I wish people understood, at least where I am, we really do follow a process. We really do make the best, informed decision with the information we have. It’s not always conspiracies and cover-ups. It’s hard “rock vs hard place” decisions, day in and day out.
With all of this going on, I drove home for lunch and found the trash collectors have left the neighbor’s trash can partially blocking our shared driveway for what is about the twelfth straight week and after I called last week. Even coming home for lunch isn’t easy! Sometimes you just have to grab the steering wheel and laugh or cry for a moment before continuing to push forward.
Not to vent or complain, but I feel like I have to be one of the few “adults in the room” to navigate all of these areas of my life. With my mother. With her health care team. With my health care team. At work. With the community.
It’s really hard being of this age. I was talking to my sister, who has helped so much, and she also has a pre-teen. She’s the true oreo (I just have cats!). Working through her son expanding his independence and growth, while our parents need us so much more. I was complaining about feeling like the adult in a sea of children, and she remarked, “How did we get here to begin with? How is it that we have to have all of the answers all of the time?” She’s right. She often is.
Just yesterday, I was a fun-loving 25 year old and it was the start of the new millennium. How did this happen so soon? Suddenly, I’m a 45 year old perimenopausal woman, trying hard to manage my life and support those I love.
I suspect many of you know exactly what I mean.
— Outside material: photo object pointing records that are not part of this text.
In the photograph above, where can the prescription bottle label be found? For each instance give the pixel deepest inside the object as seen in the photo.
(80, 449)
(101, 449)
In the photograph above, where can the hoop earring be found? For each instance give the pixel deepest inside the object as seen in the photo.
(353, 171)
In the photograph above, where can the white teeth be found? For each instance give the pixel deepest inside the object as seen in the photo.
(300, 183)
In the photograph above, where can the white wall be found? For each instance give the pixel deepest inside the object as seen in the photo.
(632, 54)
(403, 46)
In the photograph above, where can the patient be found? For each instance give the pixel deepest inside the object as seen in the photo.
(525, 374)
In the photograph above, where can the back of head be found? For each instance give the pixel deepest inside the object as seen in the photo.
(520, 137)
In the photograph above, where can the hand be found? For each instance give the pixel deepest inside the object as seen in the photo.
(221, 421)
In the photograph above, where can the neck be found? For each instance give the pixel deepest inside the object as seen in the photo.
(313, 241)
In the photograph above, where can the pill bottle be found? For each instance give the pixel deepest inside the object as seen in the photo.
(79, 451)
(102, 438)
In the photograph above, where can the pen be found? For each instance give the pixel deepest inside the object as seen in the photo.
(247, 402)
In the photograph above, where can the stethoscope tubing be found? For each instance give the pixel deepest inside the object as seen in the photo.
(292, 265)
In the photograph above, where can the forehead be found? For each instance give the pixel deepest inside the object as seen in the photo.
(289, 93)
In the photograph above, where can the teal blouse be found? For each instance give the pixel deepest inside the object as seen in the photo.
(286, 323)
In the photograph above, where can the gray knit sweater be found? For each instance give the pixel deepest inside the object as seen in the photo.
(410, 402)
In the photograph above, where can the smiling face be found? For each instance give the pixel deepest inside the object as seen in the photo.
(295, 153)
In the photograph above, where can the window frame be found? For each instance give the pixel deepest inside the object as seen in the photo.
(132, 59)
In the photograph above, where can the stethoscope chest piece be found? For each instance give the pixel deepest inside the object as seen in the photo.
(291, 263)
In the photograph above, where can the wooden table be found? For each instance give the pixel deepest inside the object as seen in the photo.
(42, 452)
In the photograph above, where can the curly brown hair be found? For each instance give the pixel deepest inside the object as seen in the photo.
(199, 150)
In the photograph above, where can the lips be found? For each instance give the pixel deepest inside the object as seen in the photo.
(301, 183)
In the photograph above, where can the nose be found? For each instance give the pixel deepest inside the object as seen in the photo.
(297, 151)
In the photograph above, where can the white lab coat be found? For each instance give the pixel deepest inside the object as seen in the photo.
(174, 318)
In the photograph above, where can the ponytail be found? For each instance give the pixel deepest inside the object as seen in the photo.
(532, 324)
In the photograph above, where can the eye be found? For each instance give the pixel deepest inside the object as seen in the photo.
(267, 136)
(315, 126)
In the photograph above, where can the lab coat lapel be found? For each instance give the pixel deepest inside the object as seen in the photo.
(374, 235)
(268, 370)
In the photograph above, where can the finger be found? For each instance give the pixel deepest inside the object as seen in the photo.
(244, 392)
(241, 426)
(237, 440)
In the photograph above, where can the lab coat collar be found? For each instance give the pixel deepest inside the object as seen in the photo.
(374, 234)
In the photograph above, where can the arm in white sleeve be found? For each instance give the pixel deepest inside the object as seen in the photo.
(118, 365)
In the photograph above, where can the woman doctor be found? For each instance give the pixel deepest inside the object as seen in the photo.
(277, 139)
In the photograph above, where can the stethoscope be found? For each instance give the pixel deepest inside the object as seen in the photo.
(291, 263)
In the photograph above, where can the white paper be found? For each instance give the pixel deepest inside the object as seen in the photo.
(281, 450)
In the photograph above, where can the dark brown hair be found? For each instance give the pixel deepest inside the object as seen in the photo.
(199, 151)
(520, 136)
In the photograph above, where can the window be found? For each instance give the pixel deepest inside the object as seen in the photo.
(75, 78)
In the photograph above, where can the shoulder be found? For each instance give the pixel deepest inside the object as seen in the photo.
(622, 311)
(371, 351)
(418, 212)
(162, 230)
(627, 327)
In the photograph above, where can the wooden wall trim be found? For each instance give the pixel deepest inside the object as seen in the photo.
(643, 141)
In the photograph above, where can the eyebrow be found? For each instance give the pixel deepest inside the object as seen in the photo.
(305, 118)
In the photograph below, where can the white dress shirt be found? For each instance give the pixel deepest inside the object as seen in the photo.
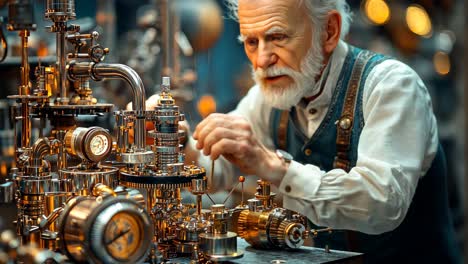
(396, 148)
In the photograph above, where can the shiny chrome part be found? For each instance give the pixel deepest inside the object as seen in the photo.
(60, 10)
(109, 229)
(7, 192)
(84, 179)
(104, 70)
(93, 144)
(137, 157)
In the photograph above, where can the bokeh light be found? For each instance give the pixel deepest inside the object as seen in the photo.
(418, 20)
(377, 11)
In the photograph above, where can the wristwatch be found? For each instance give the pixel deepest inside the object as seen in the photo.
(284, 155)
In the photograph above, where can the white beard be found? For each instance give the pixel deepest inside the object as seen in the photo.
(303, 82)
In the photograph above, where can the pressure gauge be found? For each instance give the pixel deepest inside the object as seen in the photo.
(93, 144)
(109, 230)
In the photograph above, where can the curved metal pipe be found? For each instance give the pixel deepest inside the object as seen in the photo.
(39, 150)
(121, 71)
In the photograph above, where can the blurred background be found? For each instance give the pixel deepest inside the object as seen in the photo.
(210, 71)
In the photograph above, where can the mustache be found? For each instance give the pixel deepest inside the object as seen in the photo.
(274, 71)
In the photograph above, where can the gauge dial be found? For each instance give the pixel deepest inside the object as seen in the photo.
(123, 235)
(93, 144)
(99, 145)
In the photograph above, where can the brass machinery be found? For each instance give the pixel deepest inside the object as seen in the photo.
(123, 209)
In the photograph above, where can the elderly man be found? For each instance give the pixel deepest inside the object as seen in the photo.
(359, 128)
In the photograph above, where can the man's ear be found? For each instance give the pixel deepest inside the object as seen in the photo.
(332, 32)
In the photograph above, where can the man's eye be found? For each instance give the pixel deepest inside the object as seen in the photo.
(251, 42)
(278, 37)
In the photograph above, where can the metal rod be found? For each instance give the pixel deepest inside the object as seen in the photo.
(212, 175)
(24, 34)
(61, 66)
(199, 204)
(107, 70)
(24, 90)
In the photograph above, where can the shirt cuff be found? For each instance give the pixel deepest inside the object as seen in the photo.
(300, 181)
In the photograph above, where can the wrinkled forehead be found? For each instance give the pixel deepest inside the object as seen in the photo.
(255, 15)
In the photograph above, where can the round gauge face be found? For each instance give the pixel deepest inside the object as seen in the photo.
(99, 145)
(123, 236)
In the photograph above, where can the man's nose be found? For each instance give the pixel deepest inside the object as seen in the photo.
(266, 57)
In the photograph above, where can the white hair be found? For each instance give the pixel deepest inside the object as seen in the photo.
(318, 10)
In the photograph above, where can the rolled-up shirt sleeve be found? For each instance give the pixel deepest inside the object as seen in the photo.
(397, 145)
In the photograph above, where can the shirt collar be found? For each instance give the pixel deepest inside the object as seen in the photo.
(329, 78)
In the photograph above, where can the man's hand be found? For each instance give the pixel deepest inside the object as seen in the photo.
(232, 137)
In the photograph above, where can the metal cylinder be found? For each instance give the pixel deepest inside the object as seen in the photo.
(60, 10)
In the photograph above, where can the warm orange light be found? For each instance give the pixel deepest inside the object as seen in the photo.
(206, 105)
(377, 11)
(418, 20)
(441, 63)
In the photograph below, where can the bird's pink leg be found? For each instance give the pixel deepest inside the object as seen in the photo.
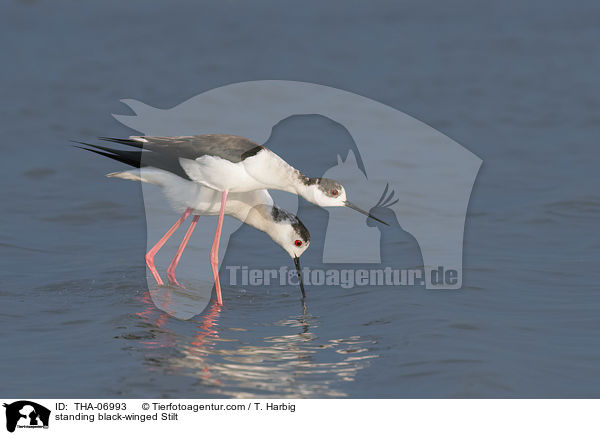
(214, 252)
(152, 252)
(186, 238)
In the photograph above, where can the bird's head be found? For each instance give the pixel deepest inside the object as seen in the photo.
(291, 234)
(326, 192)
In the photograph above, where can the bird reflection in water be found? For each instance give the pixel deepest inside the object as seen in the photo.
(225, 362)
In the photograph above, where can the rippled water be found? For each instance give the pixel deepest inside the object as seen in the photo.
(516, 84)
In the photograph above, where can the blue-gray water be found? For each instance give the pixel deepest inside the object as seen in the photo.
(517, 84)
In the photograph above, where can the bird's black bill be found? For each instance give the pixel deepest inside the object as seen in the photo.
(366, 213)
(297, 263)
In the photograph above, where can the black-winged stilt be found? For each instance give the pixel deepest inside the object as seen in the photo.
(255, 208)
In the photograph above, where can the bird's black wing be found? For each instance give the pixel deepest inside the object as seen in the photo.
(226, 146)
(139, 159)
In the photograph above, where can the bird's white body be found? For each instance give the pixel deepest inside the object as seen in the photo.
(253, 208)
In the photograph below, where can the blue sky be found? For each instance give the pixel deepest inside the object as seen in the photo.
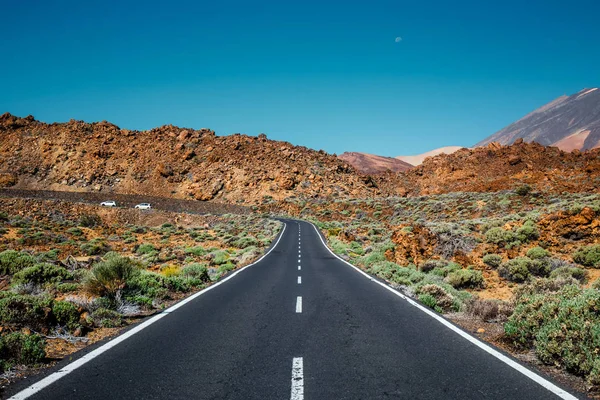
(323, 74)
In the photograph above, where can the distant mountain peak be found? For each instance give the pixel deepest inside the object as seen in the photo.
(373, 164)
(568, 122)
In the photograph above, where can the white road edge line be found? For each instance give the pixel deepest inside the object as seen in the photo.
(297, 379)
(67, 369)
(563, 394)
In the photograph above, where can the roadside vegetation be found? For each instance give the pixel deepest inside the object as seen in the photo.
(70, 275)
(523, 261)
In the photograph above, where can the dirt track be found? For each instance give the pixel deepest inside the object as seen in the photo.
(130, 200)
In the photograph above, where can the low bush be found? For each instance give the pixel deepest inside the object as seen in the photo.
(443, 300)
(430, 265)
(111, 275)
(489, 310)
(145, 248)
(18, 348)
(588, 256)
(429, 301)
(95, 247)
(579, 274)
(196, 250)
(66, 314)
(244, 242)
(26, 311)
(105, 318)
(492, 260)
(12, 261)
(198, 271)
(42, 273)
(149, 284)
(499, 236)
(90, 220)
(537, 253)
(446, 270)
(563, 326)
(527, 232)
(523, 190)
(465, 278)
(516, 270)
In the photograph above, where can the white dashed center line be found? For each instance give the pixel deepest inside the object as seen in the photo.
(297, 379)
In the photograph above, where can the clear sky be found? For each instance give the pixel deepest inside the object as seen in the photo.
(328, 75)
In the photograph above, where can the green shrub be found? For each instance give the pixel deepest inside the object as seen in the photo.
(149, 284)
(373, 257)
(12, 261)
(429, 301)
(244, 242)
(564, 327)
(198, 271)
(219, 257)
(66, 314)
(356, 248)
(42, 273)
(443, 300)
(183, 283)
(75, 232)
(94, 247)
(528, 232)
(499, 236)
(67, 287)
(492, 260)
(106, 318)
(26, 311)
(90, 220)
(228, 266)
(465, 278)
(574, 272)
(18, 348)
(444, 271)
(145, 248)
(430, 265)
(516, 270)
(537, 253)
(523, 190)
(588, 256)
(196, 250)
(111, 275)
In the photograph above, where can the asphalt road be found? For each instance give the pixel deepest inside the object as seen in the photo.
(298, 324)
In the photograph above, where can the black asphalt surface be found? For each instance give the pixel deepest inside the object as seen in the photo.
(237, 341)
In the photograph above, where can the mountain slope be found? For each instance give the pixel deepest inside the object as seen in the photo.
(168, 161)
(419, 158)
(496, 167)
(569, 123)
(372, 164)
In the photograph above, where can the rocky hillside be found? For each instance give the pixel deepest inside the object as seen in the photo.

This is my first time reading your work after chatting with you on a post. I have to say, it is sort of odd/interesting that after a random interaction in the online world that I would cross paths with someone whose life and feelings mirror mine so much. It's comforting. I am a married middle-aged woman with a cat and a dog. I run a non-profit education organization. I recently dealt with trying to navigate the world of healthcare for my ailing grandmother who lived with me and has since passed. My parents live with us in an in-law apartment in my home. I know one day we'll be dealing with both our sets of parents. I am always, ALWAYS wondering how in the world fun-loving, zany, carefree ME ended up being the most adultiest adult around. When we were young, we're all the adults feeling the same way? When we're elderly, will we look at the middle aged people and wonder why they think they're the adults?